Bodybuilding legend Dexter Jackson is the picture of longevity and is widely recognized for his ability to hang with elite-level athletes for the past several years. In recent Instagram posts, Jackson shared his post-retirement aesthetic build and his favorite biceps 21s workout session.
Jackson has competed in the sport for nearly three decades and in that time, reached incredible heights as an IFBB Pro. His commitment to the craft and willingness to train made him a more than worthy adversary at any bodybuilding show. Dexter achieved first place at the 2008 Mr. Olympia, marking the biggest win of his career, and in the process, defeated fellow legend, four-time Mr. Olympia Jay Cutler. “The Blade” also earned the distinction of having won the Arnold Classic a total of five times.
In 2020, Jackson competed at his final Olympia event, and prefaced the performance by announcing win or lose, he would be stepping away from the sport and retiring. After placing ninth at 2020 Olympia, Dexter retired but continually shares training sessions keeping fans up to date on what’s occupying his time since giving up such a busy schedule.
Dexter Jackson Shares His Favorite Arm-Building Exercise
In addition to posting an impressive physique update on Instagram, Dexter also gave fans one of his ‘fav’ arm-building exercises, biceps 21s.
“Just another day at the office. Happy Monday People!!” Dexter Jackson posted.
Back in Feb., Dexter shared a chest and arms workout, and revealed he was weighing around 210 lbs. Dexter enjoys giving his following an idea of what types of exercises he prefers most.
Dexter has made it clear he has no intentions of returning to the competition. There have been rumblings that Masters Olympia could soon make its way back onto the bodybuilding schedule.
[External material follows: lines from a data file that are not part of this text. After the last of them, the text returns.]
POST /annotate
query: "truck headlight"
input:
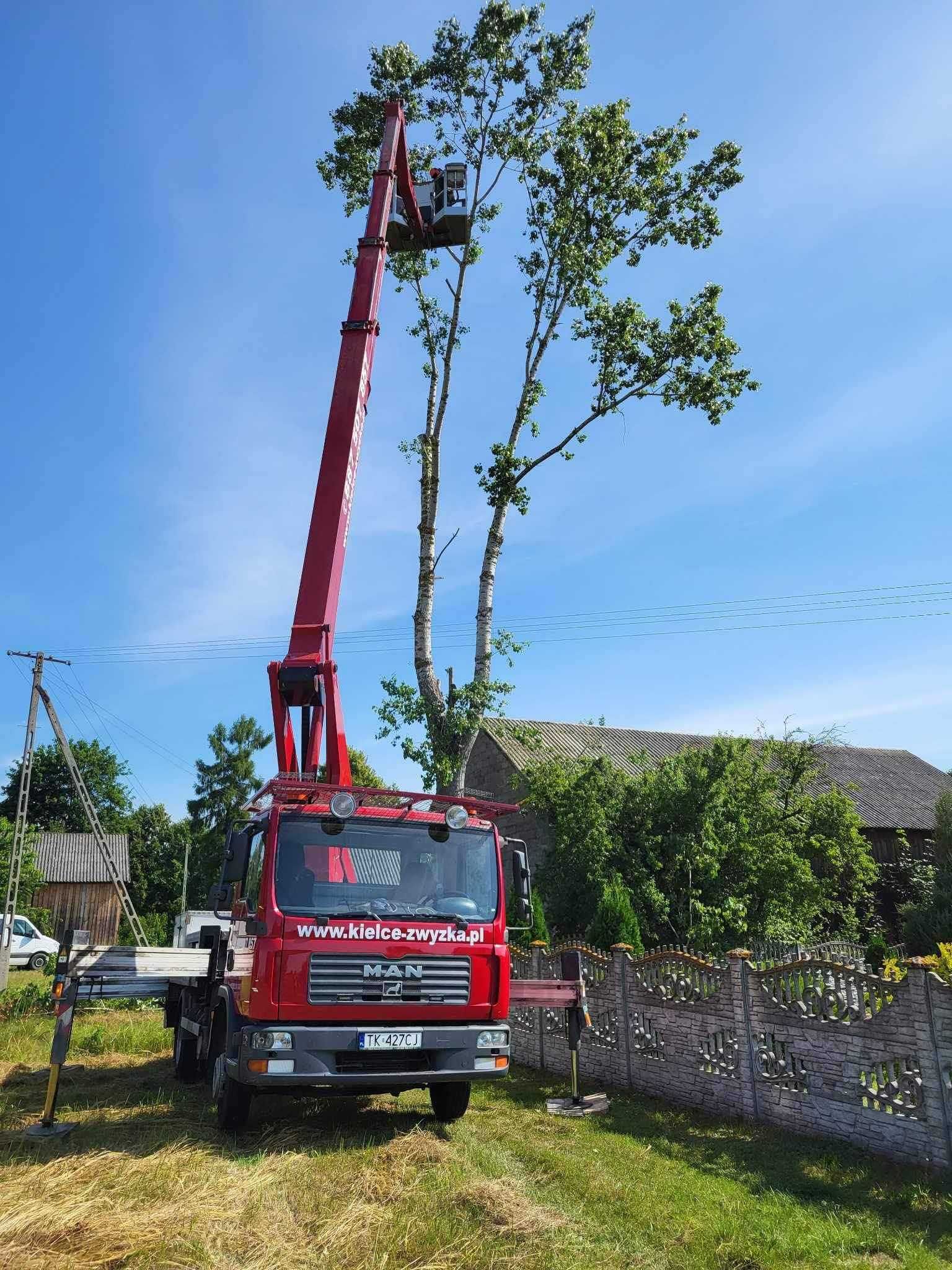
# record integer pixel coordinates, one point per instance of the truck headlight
(456, 817)
(493, 1038)
(271, 1041)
Olympia President Jake Wood spoke with Dennis James and gave Masters Olympia a green light for next year, confirming ‘definitely by 2023’. Jackson won the last Masters Olympia in 2012. He would be an ideal competitor for the show, but maintaining his health over performing has become a priority, especially with the number of deaths impacting the sport.
Jackson’s competitive flame is burning strong, and he is committed to pushing himself during training sessions. At 52 years old, “The Blade” is looking healthy and strong in retirement.